V de Vingança não está entre elas. Mas é um dos seus trabalhos mais conhecidos e elogiados. Tem toda essa história do filme que você já me explicou [confira a parteO Filme]. E quanto à obra em quadrinhos? O que resta dela hoje, em perspectiva? ... V de Vingança. Olha, estou tão enjoado dela, sabe? Acho que vou me repetir aqui... Foi um grande gibi e me diverti muito o fazendo na época. Mas então ele me foi roubado pela DC. O ano passado foi o limite, a gota d'água, com essa lambança, essa quantidade incrível de abusos cometidos pela divisão de filmes da Warner e pela divisão editorial da DC... Eu tenho um receio... Por melhor que V de Vingança tenha sido na época em que foi feita, por mais que nós tenhamos experimentado um novo jeito de contar uma história e que tenha sido a primeira HQ que me fez perceber o potencial dessa mídia, e ainda que seja um dos meus trabalhos favoritos, depois do que aconteceu no ano passado e depois desse filme medonho tenho medo de não poder mais olhar para V. Há uma porção de memórias terríveis conectadas... A questão é que já fiz trabalhos bons o suficiente para poder me dar o direito de não querer ter mais ligação com alguns títulos...

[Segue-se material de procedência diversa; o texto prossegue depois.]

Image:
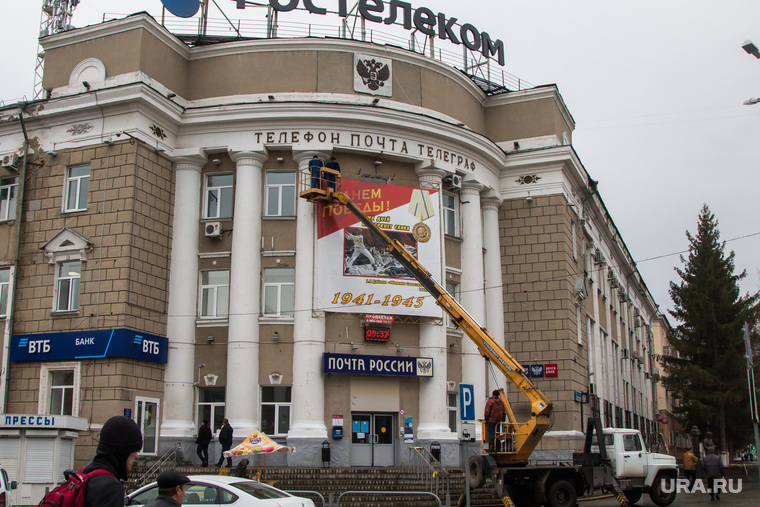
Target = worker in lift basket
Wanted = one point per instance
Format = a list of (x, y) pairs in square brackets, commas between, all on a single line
[(494, 414)]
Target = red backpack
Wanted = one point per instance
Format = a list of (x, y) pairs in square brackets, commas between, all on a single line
[(71, 492)]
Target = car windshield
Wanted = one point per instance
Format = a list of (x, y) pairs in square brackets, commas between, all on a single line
[(259, 490)]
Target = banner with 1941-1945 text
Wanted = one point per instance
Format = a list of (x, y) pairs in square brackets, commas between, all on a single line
[(355, 273)]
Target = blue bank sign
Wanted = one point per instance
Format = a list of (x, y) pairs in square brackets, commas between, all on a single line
[(355, 364), (89, 345)]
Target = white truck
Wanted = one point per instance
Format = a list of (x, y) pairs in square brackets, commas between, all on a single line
[(637, 470), (621, 466)]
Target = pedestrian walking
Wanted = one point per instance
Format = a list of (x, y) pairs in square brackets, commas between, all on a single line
[(120, 441), (713, 468), (690, 467), (171, 489), (203, 440), (225, 438), (708, 443)]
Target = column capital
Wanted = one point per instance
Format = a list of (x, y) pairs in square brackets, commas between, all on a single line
[(472, 187), (257, 155), (190, 158), (430, 174), (490, 203)]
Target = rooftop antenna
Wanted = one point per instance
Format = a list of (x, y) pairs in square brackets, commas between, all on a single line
[(55, 18)]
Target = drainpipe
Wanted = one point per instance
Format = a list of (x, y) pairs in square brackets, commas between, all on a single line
[(14, 270)]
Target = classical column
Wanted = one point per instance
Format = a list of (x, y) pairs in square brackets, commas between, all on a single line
[(493, 281), (183, 290), (473, 300), (434, 423), (308, 430), (242, 400)]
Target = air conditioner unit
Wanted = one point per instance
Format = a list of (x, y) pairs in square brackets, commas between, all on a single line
[(214, 230), (454, 182), (10, 161)]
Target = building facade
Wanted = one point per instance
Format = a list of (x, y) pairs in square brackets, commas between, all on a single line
[(159, 263)]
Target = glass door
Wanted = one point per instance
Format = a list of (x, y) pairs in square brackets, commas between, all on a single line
[(146, 410), (372, 439)]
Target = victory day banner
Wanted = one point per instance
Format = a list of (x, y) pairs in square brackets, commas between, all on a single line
[(355, 273)]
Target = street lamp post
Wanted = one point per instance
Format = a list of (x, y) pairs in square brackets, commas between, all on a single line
[(752, 393), (751, 49)]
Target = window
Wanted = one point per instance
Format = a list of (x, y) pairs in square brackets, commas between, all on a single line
[(59, 389), (279, 292), (281, 194), (77, 185), (215, 294), (218, 196), (8, 191), (211, 407), (61, 392), (449, 214), (453, 290), (275, 410), (451, 402), (67, 286), (5, 285), (632, 443)]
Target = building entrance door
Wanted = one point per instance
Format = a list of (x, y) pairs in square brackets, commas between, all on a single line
[(373, 439)]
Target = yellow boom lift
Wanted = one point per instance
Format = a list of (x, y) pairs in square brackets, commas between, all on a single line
[(515, 441)]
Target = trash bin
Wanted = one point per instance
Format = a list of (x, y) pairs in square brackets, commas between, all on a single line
[(435, 450)]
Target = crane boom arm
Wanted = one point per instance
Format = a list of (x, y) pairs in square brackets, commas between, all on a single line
[(523, 436)]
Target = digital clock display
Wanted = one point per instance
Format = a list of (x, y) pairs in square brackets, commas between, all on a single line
[(377, 333)]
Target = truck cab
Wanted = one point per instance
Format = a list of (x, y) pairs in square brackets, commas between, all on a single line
[(636, 469)]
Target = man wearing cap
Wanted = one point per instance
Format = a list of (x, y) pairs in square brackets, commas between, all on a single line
[(120, 440), (171, 489)]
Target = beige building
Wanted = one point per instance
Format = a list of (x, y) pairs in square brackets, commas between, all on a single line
[(671, 432), (157, 261)]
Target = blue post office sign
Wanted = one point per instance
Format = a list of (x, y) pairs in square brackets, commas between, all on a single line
[(89, 345), (536, 370), (390, 366)]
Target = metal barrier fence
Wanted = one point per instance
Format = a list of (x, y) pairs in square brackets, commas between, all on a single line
[(400, 493), (436, 478), (309, 492)]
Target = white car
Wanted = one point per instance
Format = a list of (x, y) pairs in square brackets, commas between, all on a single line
[(224, 490)]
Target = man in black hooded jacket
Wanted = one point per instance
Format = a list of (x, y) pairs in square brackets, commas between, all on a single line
[(120, 440)]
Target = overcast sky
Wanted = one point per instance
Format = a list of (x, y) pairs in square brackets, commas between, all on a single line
[(655, 87)]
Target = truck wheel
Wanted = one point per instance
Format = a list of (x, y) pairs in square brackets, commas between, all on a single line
[(477, 470), (562, 494), (657, 494)]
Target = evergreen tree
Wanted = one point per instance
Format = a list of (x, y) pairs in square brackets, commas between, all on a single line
[(709, 370)]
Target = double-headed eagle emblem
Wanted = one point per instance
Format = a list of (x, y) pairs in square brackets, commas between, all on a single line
[(373, 73)]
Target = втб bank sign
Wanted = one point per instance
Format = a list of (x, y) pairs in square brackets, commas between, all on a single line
[(422, 19)]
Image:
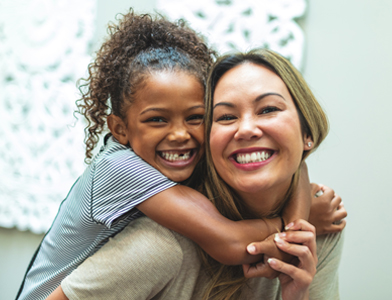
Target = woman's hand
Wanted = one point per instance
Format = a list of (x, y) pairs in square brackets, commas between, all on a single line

Monstro do Pântano é um caso parecido. Ainda que o personagem principal não tenha sido criado por você, foi nas páginas da revista que surgiu Constantine. E muita gente ainda considera a sua passagem pela série como uma das melhores fases dos quadrinhos de horror. Mas de novo, por mais que tenha sido bom enquanto estive encarregado do Monstro do Pântano, é o tipo de coisa que não importa mais, em que não penso mais. Nós tentamos fazer o melhor trabalho possível naquela época. Foi algo muito valente naqueles dias. Fomos capazes de falar sobre temas que não podiam ser tocados antes. Mas á aquilo. DC Comics. O personagem pertence à DC e dá lucro apenas à DC. Era pra isso que o personagem existia. As pessoas que comandam essa empresa não dão merda nenhuma para os quadrinhos como veículo. Eles não estão nem aí com as pessoas que produzem esses gibis. Não dão peteca pra quem lê essas revistas. Eles não se importam com as HQs. O único motivo de essas pessoas estarem envolvidas com quadrinhos é pra conseguir o tipo de dinheiro que cria as adaptações para o cinema. Não fosse o fato de Superman, Batman e Mulher-Maravilha serem propriedades no mínimo comerciáveis, a Warner Bros provavelmente teria transformado a DC Comics num estacionamento ou numa concessionária. As pessoas da DC sabem disso. Sabem que o único motivo de sua existência é lançar uma quantidade infindável de produtos medíocres na esperança de que um desses títulos possa fornecer material para algum filme. E isso mostra o tipo de desprezo que têm pelos quadrinhos... É por isso que não posso olhar para nenhum desses personagens sem enxergar essa rede de fios que suspendem por trás homens traídos e, geralmente, já mortos... Temo ter desenvolvido repulsa por esses personagens. Se jamais tiver que vê-los novamente, isso não vai me incomodar.